Advisors who create their own postcard mailers know they shouldn’t include misleading or false statements. If they do, they will surely find out when they submit their content to their broker-dealers or insurance companies for approval. But what about when third-party lead-generation firms develop the content? Are agents (and companies) off the legal hook when they hire third parties to drum up leads? Definitely not, based on a recent enforcement action from the Kansas Insurance Department.

According to its consumer alert, the department levied a $5,000 fine and a cease-and-desist order against an Ohio insurance marketing firm for its illegal activities in Kansas. The department found that Lead Generating Systems, LLC, solicited consumers using deceptive postcards in violation of the state’s unfair trade practices law. The recent action follows the company’s 2012 fine for a similar violation. The company has done business as Smart Leads; Unlimited Fulfillment Services, LLC; Annuity Leads; and Annuity Leads Today.

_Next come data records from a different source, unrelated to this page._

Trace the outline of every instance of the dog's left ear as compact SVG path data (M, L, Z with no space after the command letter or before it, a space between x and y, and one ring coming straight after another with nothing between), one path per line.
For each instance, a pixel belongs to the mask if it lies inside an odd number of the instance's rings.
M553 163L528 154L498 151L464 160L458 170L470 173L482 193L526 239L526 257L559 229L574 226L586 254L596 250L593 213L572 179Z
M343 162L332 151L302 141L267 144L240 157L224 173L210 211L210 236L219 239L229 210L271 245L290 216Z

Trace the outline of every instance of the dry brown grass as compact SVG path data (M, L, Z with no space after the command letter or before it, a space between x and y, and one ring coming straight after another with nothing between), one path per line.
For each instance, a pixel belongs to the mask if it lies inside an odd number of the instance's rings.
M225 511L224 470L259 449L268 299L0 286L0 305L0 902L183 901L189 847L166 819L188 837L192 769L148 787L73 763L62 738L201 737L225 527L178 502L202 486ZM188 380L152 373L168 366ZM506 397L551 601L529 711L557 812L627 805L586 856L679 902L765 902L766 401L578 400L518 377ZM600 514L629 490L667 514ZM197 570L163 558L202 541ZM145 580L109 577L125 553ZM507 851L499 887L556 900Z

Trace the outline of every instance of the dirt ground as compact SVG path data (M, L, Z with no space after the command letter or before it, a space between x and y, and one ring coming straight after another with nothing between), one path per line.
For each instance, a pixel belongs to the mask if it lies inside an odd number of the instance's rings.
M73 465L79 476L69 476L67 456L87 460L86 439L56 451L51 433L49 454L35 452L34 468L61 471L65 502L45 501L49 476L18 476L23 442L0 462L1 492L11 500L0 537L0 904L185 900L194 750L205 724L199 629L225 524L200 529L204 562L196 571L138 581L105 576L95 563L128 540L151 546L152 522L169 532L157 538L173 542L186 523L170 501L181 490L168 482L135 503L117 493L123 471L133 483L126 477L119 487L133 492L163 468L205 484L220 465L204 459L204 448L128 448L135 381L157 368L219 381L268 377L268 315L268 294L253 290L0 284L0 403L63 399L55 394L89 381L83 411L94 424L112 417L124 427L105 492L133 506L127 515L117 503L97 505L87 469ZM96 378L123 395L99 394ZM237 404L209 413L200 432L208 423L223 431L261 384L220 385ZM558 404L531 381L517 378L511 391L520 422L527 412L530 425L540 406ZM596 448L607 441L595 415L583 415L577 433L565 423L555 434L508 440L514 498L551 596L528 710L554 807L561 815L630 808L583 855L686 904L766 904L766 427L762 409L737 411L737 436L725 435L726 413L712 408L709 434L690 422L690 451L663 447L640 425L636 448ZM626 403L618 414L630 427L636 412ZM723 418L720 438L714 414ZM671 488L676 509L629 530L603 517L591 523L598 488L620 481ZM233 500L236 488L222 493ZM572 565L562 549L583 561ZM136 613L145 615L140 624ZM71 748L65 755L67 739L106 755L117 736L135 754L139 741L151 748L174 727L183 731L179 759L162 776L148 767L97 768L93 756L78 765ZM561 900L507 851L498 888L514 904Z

Apparently, the postcards misled recipients into believing their financial well-being was in jeopardy because their current annuity was at the end of its surrender period. The department ruled that a small-print disclaimer was not sufficient to outweigh the card’s deceptive intent.

In its 2012 bulletin, the department debunked the belief that using third-party solicitations insulated an advisor from wrongdoing. “The fact that these advertisements originate with third-party…entities does not create a ‘regulatory buffer’ between the department and insurance companies and/or their agents,” the department said. “Insurance companies and/or their agents are responsible for the content of advertisements distributed directly and on their behalf and are subject to potential regulatory action for the failure of any advertisement to comply with Kansas law.”

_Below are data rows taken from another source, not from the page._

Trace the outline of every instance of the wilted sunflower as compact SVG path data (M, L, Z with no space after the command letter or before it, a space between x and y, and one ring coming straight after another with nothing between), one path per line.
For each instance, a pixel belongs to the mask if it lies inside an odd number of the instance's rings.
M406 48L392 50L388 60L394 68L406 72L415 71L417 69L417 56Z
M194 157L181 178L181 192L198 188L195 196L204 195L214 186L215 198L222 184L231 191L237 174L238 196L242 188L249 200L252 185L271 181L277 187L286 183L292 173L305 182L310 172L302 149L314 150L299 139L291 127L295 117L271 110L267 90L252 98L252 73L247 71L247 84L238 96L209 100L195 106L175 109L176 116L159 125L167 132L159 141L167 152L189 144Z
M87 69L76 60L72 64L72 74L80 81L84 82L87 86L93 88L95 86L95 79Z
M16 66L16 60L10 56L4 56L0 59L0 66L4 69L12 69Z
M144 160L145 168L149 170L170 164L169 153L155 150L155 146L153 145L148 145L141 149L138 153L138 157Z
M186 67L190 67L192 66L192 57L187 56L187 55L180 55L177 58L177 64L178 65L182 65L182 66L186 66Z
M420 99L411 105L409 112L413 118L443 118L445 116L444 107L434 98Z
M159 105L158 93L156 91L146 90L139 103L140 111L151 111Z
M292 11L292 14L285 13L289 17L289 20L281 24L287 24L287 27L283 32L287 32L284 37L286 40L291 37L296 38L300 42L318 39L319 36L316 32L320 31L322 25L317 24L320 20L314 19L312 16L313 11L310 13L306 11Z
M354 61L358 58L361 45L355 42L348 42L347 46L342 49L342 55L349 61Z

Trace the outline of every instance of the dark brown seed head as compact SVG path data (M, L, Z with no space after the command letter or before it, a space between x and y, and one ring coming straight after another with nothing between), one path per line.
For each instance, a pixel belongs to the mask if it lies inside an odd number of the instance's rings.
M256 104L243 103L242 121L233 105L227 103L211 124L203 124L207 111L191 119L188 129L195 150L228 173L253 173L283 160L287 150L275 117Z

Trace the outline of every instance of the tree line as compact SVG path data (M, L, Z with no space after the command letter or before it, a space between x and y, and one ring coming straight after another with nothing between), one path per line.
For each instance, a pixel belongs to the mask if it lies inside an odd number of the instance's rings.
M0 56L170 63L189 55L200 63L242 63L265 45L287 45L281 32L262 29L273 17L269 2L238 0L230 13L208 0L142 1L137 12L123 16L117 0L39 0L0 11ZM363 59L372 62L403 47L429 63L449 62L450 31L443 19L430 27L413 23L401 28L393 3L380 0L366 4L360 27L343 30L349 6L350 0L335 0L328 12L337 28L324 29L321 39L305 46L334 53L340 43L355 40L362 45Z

Although other states may be more lenient than Kansas on this issue, the National Ethics Association suggests advisors carefully review third-party solicitation content to make sure it complies with state laws and regulations. When in doubt, they should have their compliance officers review the material prior to distribution.

Finally, although a $5,000 fine may seem insignificant, some experts argue that using a non-compliant mailing may taint resulting sales, exposing the agents and their insurers to downstream liability. In this light, advisors should do their due diligence on third-party lead-generation content prior to mailing. As always, it’s better to be safe than sorry.